The implication of the clearly undemocratic practices in the Nigerian Law School forebode a dangerous uncritical attitude among lawyers to jurisprudence, and a zombie-like loyalty to an imperfect status quo. If our lawyers are nourished on the values of uncritical, unquestioning submission to every rule, whether justified or crooked, then the chances of our laws evolving progressively from the sort of expert evaluation they ought to offer society is pathetically low. It gets to a point, which is feared we already are, that the border between secularity and religiosity becomes blurred. This becomes the case when the custodians of our laws and jurisprudence approach law with the same unquestioning fervour that a faithful gives the doctrines of his faith. If anything should be assured in society, it is the freedom of intellection and expression; and if that is denied, we are all at the risk of remaining on the same spot due to the fact that it is not allowed to think radically or to challenge the wrong prejudices, sometimes called legislation, of a few powerful elites forced on society by different manipulative methods, including our popular rigged electoral system.

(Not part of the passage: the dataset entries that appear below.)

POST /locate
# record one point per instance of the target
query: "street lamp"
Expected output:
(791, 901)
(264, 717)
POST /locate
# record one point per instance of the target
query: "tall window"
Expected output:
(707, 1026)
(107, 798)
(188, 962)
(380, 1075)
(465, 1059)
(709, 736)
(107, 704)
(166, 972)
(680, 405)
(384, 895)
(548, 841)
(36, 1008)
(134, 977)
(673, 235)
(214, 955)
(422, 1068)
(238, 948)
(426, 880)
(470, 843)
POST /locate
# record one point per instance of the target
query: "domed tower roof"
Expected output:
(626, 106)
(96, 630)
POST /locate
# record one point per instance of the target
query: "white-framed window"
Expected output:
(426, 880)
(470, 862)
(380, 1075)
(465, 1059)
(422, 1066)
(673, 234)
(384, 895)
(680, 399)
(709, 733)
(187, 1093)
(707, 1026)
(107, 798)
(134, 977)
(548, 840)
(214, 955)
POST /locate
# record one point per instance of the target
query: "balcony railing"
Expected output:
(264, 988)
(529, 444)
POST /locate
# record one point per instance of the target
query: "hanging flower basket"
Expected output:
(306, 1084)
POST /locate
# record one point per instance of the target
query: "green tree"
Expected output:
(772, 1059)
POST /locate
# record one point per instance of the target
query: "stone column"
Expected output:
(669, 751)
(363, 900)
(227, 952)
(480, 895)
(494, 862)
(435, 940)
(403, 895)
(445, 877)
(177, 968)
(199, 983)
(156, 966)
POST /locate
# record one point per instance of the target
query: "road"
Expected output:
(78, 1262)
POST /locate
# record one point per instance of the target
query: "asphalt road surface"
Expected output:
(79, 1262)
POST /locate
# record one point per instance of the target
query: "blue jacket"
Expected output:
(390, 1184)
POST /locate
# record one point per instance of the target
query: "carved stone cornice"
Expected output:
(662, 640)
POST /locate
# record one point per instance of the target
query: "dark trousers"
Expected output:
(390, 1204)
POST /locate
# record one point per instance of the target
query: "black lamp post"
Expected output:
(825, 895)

The Firdaus’ case is not about religion; it is about a lady challenging a contradictory status quo. Considering the deep contradictions in the legal practices in Nigeria, this debate should ordinarily open a Pandora’s box for every authority connected with legal education in Nigeria. The fact that most of our laws and codes are cloned after the British system, without the consideration that we could have better laws crafted in the image of our country, makes it important for us to cultivate critical, radical minded law students. Our law schools and education institutions should be humble enough to allow criticality!
*Wole Olubanji is a graduate of the Department of Philosophy, Obafemi Awolowo University, Ile-Ife, Nigeria. He writes from Ado-Ekiti, Nigeria.